19 thoughts on “Guilty Crown 16 — Beyond Good and Bad

  1. Check teh preview. Arisa’s not dead yet.

    But that begs the question of what the hell Inori did at the end of the episode…and WHY THE HELL did she do it.

    1. I think they hinted that Shu’s sister Mana that Inori was created as a replacement for is starting to awake within her. Like in that scene where Shu said he only needs Inori, she suddenly gives a snide remark and appears to not notice it herself. And that scene at the end gave off the same creepy vibe as Mana.

      1. That makes sense. I kind of wish that Inori herself would just become a crazy murderer though. That would be way more awesome.

    2. Ah, cool. I usually skip previews. I’m disappointed though. :/

      Inori becoming a serial killer would have been awesome.

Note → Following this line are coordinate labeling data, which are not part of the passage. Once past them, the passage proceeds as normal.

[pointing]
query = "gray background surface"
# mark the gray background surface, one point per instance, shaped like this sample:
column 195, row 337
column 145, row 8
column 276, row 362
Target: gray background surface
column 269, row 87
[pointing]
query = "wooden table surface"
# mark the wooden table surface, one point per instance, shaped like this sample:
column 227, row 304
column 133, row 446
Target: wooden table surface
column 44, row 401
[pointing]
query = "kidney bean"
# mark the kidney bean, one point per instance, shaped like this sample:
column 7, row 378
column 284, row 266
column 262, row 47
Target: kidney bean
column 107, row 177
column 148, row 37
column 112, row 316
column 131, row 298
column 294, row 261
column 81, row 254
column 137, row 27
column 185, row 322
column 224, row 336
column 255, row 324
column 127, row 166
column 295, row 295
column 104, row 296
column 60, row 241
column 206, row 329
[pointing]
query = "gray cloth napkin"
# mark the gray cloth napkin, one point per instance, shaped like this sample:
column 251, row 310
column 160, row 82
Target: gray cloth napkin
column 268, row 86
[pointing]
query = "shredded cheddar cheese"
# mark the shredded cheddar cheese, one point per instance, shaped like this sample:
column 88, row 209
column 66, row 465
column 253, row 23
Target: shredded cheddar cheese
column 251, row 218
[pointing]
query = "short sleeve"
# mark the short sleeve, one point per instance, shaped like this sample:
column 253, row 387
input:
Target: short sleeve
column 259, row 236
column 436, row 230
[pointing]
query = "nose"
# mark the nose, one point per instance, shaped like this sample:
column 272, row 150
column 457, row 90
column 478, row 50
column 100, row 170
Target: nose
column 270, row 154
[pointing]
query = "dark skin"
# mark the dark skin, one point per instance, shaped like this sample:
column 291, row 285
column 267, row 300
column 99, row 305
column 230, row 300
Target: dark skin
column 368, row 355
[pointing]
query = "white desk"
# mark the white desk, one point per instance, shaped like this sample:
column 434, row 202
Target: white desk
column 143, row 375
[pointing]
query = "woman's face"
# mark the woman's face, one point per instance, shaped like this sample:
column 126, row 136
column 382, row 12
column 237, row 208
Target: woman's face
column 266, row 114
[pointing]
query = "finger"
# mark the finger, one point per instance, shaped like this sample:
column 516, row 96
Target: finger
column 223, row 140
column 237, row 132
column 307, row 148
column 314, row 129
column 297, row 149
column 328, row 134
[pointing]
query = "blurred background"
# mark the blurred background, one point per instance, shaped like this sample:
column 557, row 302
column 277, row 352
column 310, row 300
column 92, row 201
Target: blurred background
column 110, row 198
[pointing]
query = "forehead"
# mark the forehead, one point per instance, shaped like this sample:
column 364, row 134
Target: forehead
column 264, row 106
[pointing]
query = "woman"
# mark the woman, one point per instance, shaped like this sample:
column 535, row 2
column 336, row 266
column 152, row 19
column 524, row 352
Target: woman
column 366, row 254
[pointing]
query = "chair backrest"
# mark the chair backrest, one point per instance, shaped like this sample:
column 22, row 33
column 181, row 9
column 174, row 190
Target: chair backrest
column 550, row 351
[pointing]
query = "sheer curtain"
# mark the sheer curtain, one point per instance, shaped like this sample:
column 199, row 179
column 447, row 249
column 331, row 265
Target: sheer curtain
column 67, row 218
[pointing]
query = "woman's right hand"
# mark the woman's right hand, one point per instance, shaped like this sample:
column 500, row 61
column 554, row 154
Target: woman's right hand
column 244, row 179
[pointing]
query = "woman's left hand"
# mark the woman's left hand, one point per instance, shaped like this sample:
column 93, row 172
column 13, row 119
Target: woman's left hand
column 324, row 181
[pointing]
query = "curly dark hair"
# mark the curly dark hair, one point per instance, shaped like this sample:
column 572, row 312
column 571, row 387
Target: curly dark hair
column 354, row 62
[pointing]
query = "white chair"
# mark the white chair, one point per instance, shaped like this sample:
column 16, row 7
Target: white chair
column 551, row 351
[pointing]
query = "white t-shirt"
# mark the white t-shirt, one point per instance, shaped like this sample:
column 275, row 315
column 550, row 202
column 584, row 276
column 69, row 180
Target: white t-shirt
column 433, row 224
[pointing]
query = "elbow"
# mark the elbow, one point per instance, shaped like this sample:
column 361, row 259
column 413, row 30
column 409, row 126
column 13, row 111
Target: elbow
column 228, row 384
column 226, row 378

  2. Haha this post was awesome. Hell your guilty crown posts have been a lot more interesting than the show itself . Though I hope you would drop this and blog something else like natsume or daily dudes .

    1. Personally, I think Natsume’s kind of hard to blog because all you can say about is that it’s good, and Natsume is one of those shows where describing why it’s good doesn’t leave for much discussion or comedy. As you said, Guilty Crown is great to make fun of, even if it has gotten a little too easy to do at this point.

    2. Glad you’re enjoying them. I don’t like to drop things so I’ll stick with Guilty Crown. I’ve only watched the first season of Natsume, so couldn’t comment that. And I wouldn’t have much to say for Daily Dudes.

  3. Sad to say, by this point, I’m so used to Guilty Crown’s shitty-ness that the thing which disappointed me the most was probably that Shu is somehow managing to both be an evil dictator and STILL be the same kinda “pale-faced weakling” as he was before. “A kingdom centred on voids is side-by-side with death!” …because fighting with guns in a locked-down city with a fatal virus going around isn’t side-by-side with death or anything…. >_>

  4. Why do you think the producers are moving the plots (and shu’s character development) this way?

    Because to me it seems pretty random to make the hero an unsympathetic anti-villan (Lelouch might have been an ass-hole, but at least they made us care about him).

  5. Moe moe evil Inori!! I loved that moment and her creepy ass line…”Found….you….” That was pure win <3 that version of Inori…the real question I should ask…was Inori ever there? Maybe Mana was there all along just waiting for the right moment to show herself?

    ZOMBIE GAI WTF…I was 50/50 on them bringing him back, is he the same Gai that Shu knows? Probably not! I just want him to punch Shu so hard…Maybe that will wake him from this evil ways?

    As for Shu…I have no idea if he is truly evil or not, but it seems like Yahiro is the real one in charge around here! And he helped create this new monster version of Shu xD

    1. Shuu is undoubtedly truly evil. He chose to let Souta drown on his own, when Yahiro wasn’t even there. And even if Yahiro was the instigator, Shuu acquiesced to it. If this ends up turning into “Yahiro tricked me!” and Shuu pretending to be a good guy again I will get really pissed. Yet I don’t find this all that unlikely…

      I hope Gai punches Shuu too. And then opens a warp gate and drags Shuu to hell with him.